Active suicidal ideation can be characterized as “not only thoughts or desires about death, but also planning or intention to end one’s life” (American Association of Suicidology, 2023). The risk is elevated with these types of thoughts because it demonstrates that the person has moved beyond just thinking about death and has an active plan to carry it out. Individuals who are experiencing active suicidal ideation may not only express their desires to die but also actively prepare for their death such as giving away prized possessions, obtaining a means to follow through, or writing their will. These behaviors may indicate a life-threatening crisis that should be immediately addressed.
The mnemonic IS PATH WARM was developed to help identify the warning signs of an individual struggling with suicidal ideation (Juhnke et al., 2007). The mnemonic stands for:
Ideation - threatening to hurt/kill one’s self; looking for ways to die
Substance use - increased or excessive substance use (alcohol or drugs)
Purposelessness - no reason to live at all; no sense of purpose in life
Anxiety - increased worry, agitation; restlessness or unable to sleep
Trapped - feeling trapped like there is no way out; resistant to help
Hopelessness - feeling like there is no future
Withdrawal - isolating from family, friends, and society; excessive sleeping
Anger - increased rage, uncontrollable anger, and/or seeking revenge
Recklessness - acting recklessly, or engaging in risky activities seemingly without thinking
Mood changes - dramatic changes in mood that seem unexpected
While these characteristics on their own do not constitute the presence of suicidal ideation, if an individual is presenting with many of these concepts, especially burdensomeness, hopelessness, and helplessness, it may. Remember that talking about this won’t make a person suddenly become suicidal. Instead, these vulnerable conversations invite connection and community which help with prevention.

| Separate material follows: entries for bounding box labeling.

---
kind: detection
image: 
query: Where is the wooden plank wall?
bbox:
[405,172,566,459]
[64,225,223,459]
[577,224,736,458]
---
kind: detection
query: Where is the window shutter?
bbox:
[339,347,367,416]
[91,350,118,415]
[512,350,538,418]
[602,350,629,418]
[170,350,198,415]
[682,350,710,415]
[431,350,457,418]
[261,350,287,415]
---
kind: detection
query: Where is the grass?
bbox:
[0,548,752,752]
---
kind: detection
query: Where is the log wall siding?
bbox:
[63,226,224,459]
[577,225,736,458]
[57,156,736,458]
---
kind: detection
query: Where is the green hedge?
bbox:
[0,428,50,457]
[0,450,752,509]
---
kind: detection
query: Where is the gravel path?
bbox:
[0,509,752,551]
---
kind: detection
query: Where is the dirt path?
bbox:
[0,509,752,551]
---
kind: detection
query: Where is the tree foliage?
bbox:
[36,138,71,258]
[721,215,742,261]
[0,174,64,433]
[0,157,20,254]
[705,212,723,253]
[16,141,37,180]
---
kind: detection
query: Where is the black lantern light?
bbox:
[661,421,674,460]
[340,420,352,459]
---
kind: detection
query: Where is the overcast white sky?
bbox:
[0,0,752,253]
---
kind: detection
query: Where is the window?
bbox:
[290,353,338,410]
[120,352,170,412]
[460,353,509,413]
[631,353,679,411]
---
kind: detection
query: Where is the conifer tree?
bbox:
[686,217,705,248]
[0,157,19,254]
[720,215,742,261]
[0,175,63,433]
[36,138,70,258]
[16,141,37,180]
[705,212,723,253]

Preventing suicide doesn’t just stop at recognizing the signs. Suicide prevention is gender affirming care, land back, disability justice, reparation, thriving minimum wage, abolition, bodily autonomy, and universal healthcare.

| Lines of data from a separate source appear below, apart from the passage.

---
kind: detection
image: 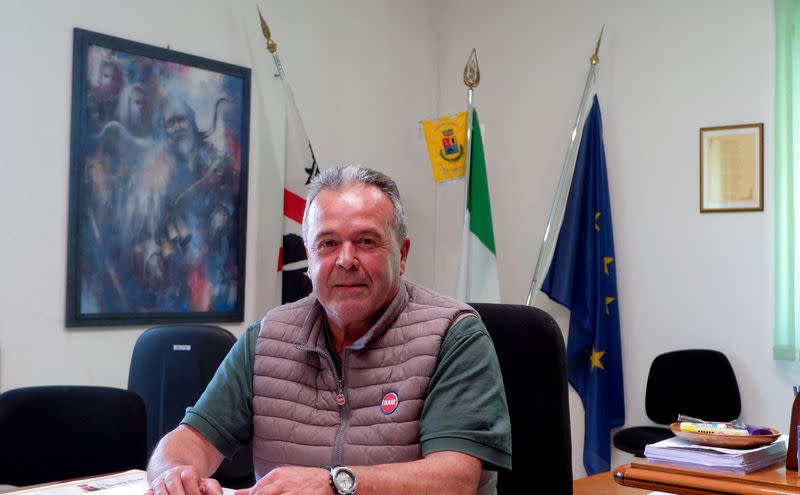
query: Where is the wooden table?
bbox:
[612,461,800,495]
[572,472,652,495]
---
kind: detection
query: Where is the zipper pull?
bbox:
[336,380,347,406]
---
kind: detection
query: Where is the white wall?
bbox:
[0,0,800,475]
[432,0,788,475]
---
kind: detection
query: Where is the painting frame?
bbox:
[66,28,251,328]
[700,123,764,213]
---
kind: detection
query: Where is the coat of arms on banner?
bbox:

NHI Suicide prevention week digital campaign - https://www.nimh.nih.gov/get-involved/digital-toolkit-for-suicide-prevention-month#:~:text=September%20is%20National%20Suicide%20Prevention,know%20how%20to%20get%20help.
American Association of Suicidology (2023). Know the signs: How to tell if someone might be suicidal. https://suicidology.org/2023/06/01/know-the-signs-how-to-tell-if-someone-might-be-suicidal/
Juhnke, G. A., Granello, P.F., & Lebrón-Striker, M. (2007). IS PATH WARM? A suicide assessment mnemonic for counselors. Professional Counseling Digest Alexandria, VA: American Counseling Association.